L’Afrique, terre d’accueil d’immigrés européens : fiction ou réalité ? Pour l’heure c’est une fiction intitulée Africa paradis que l’on doit au réalisateur béninois Sylvestre Amoussou. Le film est sorti ce mercredi en France. Il confie à Afrik les obstacles qu’il a dû surmonter pour faire de son utopie cinématographique une œuvre bien réelle qui fait écho aux interrogations de la société française.

L’Afrique est devenue une terre prospère où se bousculent de nombreux immigrés européens à la recherche de lendemains meilleurs. C’est le cas du couple que forme Olivier et Pauline. Refoulés par les services de l’immigration des Etats-Unis d’Afrique, les Français ont rejoint le continent clandestinement. Ce sont les aventures de ces immigrés européens d’un autre temps que nous propose avec humour et dérision Africa paradis, le film de Sylvestre Amoussou, sorti ce mercredi dans les salles françaises. Sylvestre Amoussou est né au Bénin en 1964 et s’installe en France en 1981. Sa carrière artistique démarre véritablement en 1995. Il a déjà réalisé 6 courts-métrages dont la version courte d’Africa paradis. Dans sa dernière fiction, il dénonce l’immigration clandestine et les préjugés dont sont victimes les immigrés africains en les susbstituant à des Européens. Après la littérature avec les Etats-Unis d’Afrique, c’est au tour du cinéma de proposer à voir ce continent prospère dont rêve tous les Africains.

Afrik.com : Africa paradis nous renvoie l’image d’un continent prospère qui n’est plus en mesure « d’accueillir toute la misère du monde ». C’est bien de la fiction quand on connaît l’état de l’Afrique. Comment travaille-t-on sur un scénario aussi inattendu et qui vient à point nommé dans une France qui s’interroge sur la place qu’elle doit faire aux Noirs ?

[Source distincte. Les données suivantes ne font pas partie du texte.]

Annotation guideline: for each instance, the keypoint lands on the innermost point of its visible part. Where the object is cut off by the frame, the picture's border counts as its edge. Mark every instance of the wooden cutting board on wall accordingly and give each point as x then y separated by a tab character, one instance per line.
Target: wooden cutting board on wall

Sylvestre Amoussou : Il y a 10 ans que ce projet me taraude. J’avais déjà remarqué qu’à chaque élection présidentielle, les étrangers devenaient les boucs émissaires des politiques. On essaie de les diaboliser en affirmant que c’est eux qui foutent le bordel alors qu’ils contribuent aussi à l’économie nationale. Toutes les personnes à qui j’ai proposé le sujet l’ont trouvé utopique, irréaliste et ont refusé de le soutenir. J’ai néanmoins persisté en réalisant un court-métrage pour donner un aperçu du film que je voulais faire afin d’obtenir d’autres financements. Cette version courte d’Africa paradis a été présentée à de nombreux festivals : Carthage (Tunisie), Fespaco (Burkina Faso), Vue d’Afrique (Canada). Les démarches ont été compliquées et ces sont des membres de la diaspora, qui n’ont rien à voir avec le cinéma, qui nous ont permis de commencer le film. Puis Sandrine Bulteau, qui incarne dans le film une militante pour l’égalité des droits entre Africains et Européens, a monté une nouvelle boîte de production pour nous permettre de continuer. Les difficultés n’ont pas cessé pour autant. Mais aujourd’hui, le film existe et toute la presse en parle.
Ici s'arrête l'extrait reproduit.